> True, I don't like language bashing. But reasoned critiques
> are always welcome (we even have a department for them!)
> The reason I like this paper is that it tries to show how
> important small details are, when it comes to language design.
>
> The treatment of variable sized arrays is a great example.
>
> Classic Pascal forces you to write a Sort routine for each
> array length. Yuck!
>
> C doesn't enforce array length checking, so you get flexibility
> without safety.
>
> Ada provide unconstrained array types, which safely provide
> the flexibility we need.
It is a great example. It was great in Habermann's paper (1973), great
when Lecarme and Desjardins (1975) called it a valid point, great when
Wirth (1975) suggested an extension addressing it, great when the Ada
rationale (1979) discussed that flexible safe approach, and still great
when the ISO Pascal draft (1980) included conformant array parameters to
deal with it (just to draw from Kernighan's citations). It's also the
most significant criticism of Pascal in Kernighan's paper that holds up.
Let me make clear that I am not defending Pascal, which deserves and has
received many fair criticisms; rather, I am criticizing Kernighan's
paper, which does require pointing out some unfair criticisms of Pascal.
Bias pervades Kernighan's paper, specifically his uneven treatment of
the same issues in Pascal and in other languages. Some of the double
standard may be explained by shifts in his views from earlier writings,
but the absence of any comment on a change in his opinion of Fortran
(for example) is itself conspicuous.
In _Elements of Programming Style_ (2nd ed 1978), Kernighan and Plauger
advise "Use the good features of a language; avoid the bad ones". In
_Software Tools_ (1976) they put this into practice: bare Fortran, "a
poor language indeed for programming", was made better by a Ratfor
preprocessor that adds control structures and improves the "cosmetics"
of the language, although there are other weaknesses left alone. They
recommended that any Fortran preprocessor available be used--"the
payoff from any preprocessing is enormous".
In _Software Tools in Pascal_ (1981) they take another approach,
wallowing in Pascal deficiencies (12 entries in the index). It seems
appropriate to me to consider primarily the major flaws of Pascal
that could not be remedied by a reasonable preprocessor comparable to
the Ratfor preprocessor used in _Software Tools_ (pending further
information on whether Fortran was also a toy language), and only
secondarily the minor flaws that a preprocessor could fix (primarily
matters of taste). Kernighan doesn't list many major flaws: array
size, "There is no escape", interactive input, and efficiency concerns.
MAJOR FLAWS
Array sizes are part of the array type. As Kernighan notes, ISO Pascal
provided a solution for parameters, which was in fact accepted as level
one of the language standard (level zero was Jensen and Wirth Pascal,
with some cleaning up).

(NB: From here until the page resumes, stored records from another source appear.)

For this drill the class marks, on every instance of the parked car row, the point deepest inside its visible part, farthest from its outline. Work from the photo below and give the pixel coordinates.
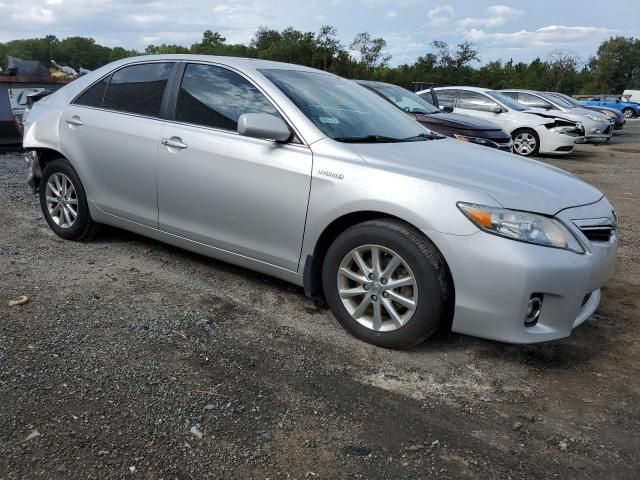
(538, 122)
(319, 181)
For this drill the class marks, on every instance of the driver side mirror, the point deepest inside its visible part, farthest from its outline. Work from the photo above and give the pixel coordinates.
(264, 126)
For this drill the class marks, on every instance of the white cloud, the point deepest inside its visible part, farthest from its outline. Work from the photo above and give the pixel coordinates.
(497, 15)
(550, 36)
(440, 16)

Kernighan calls this "the single biggest
problem", even though there are workarounds (at some cost), unlike the
"no escape" problem--using a single array type of the largest size,
passing indices of a single large array, and linked lists. (_Software
Tools in Pascal_ uses both of the first two.) This is a very fair
criticism, widely made long before this paper, and remedied in ISO
Pascal and almost all Pascal descendants (Per Brinch Hansen in Edison
maintained that the only problem here was string literal notation).

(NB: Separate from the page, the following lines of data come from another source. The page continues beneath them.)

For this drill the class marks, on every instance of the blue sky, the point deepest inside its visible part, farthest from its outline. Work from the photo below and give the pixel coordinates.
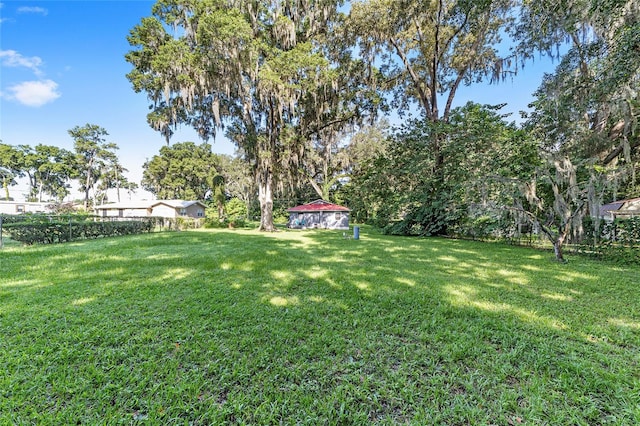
(62, 65)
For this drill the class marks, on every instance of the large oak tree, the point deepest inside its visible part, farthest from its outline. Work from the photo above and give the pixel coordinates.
(260, 70)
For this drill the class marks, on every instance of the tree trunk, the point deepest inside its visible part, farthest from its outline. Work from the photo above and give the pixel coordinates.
(557, 250)
(265, 195)
(5, 185)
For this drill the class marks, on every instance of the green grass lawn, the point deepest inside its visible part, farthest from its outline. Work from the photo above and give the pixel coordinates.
(240, 327)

Kernighan complains "There is no escape", meaning no way to breach the
strong typing and no way to call external subroutines to replace the
standard environment. Certainly this is an insurmountable problem if
your implementation can't do one of these and you need it; then you get
another implementation. If your implementation can do this, and
whether the language guarantees that it is possible or not, there is
still a problem of portability, since one deals with underlying
hardware representations and the other with the operating system. No
matter how nice or ugly the features that do these, you should still
isolate their uses behind a small number of primitives, as in both
_Software Tools_ books. (I place bitwise operators on integers here,
because in Pascal they would require either a type breach to get a
small set or an external subroutine.)
Throughout the paper, Kernighan sets up a strawman of "standard Pascal"
in "its pure form". The book _Comparing and Assessing Programming
Languages: Ada, C and Pascal_ (1984), where Kernighan's paper was first
published, contains other papers that comment on C: "To date [198?], a
complete definition of the C syntax has not been published." (Feuer and
Gehani); "Even though most of the existing compilers are built by a
rather close-knit group at Bell Labs and MIT, there are enough
differences" that C programs are not portable, and "there is no clearly
defined subset of [C] that would guarantee portability." (Mateti); "K&R
is not a suitable Language Reference Manual.... K&R is neither
accurate nor complete" (Evans); "no two compilers accept the same
syntax" (Anderson). One could fairly conclude that, in theory, neither
C nor Pascal was usable in 1981; in practice, both were used
successfully. Real Pascal implementations had extern and fortran
directives (as in Jensen and Wirth), and documented data
representations sufficiently to use variant records to breach strong
typing as an extension, or provided other extensions (such as a pointer
type compatible with all pointers) for "unsafe" system programming.
ISO Pascal required documentation of extensions, so extensions do not
innately violate the spirit or letter of the standard. Kernighan
scores a lot of cheap points on Pascal by demanding a level of
portability that C couldn't meet. Just as one would demand a C
implementation with the standard C library (not part of the language in
1981), one would demand a standard Pascal compiler with whatever
extensions one needed.
Kernighan criticizes Pascal I/O strongly, but the only example of a
problem (beyond the "no escape" point) is that interactive input
devices may read the first input before the first prompt is output. I
never met such a Pascal compiler, and ISO Pascal now calls for "lazy
I/O" for interactive files. Kernighan says this requires "very careful
implementation" to fix and is "relatively costly", but this is
nonsense--it's about the same difficulty as coding ungetc() in C, which
is already needed for scanf("%d",&n) to know when to stop, and any time
and space cost is relative to the slowness of an interactive input
device and the small number of such devices. Even in an implementation
with this problem, a Pascal program can solve it for all but the first
line of a text file by not reading the end-of-line until it is time to
read the next line; only the first prompt is lost. (Since when do
Unix/C programmers want programs to produce prompts, anyway? Next
thing you know someone would demand error checking and readable error
messages. Programs in _Software Tools in Pascal_ don't give prompts.)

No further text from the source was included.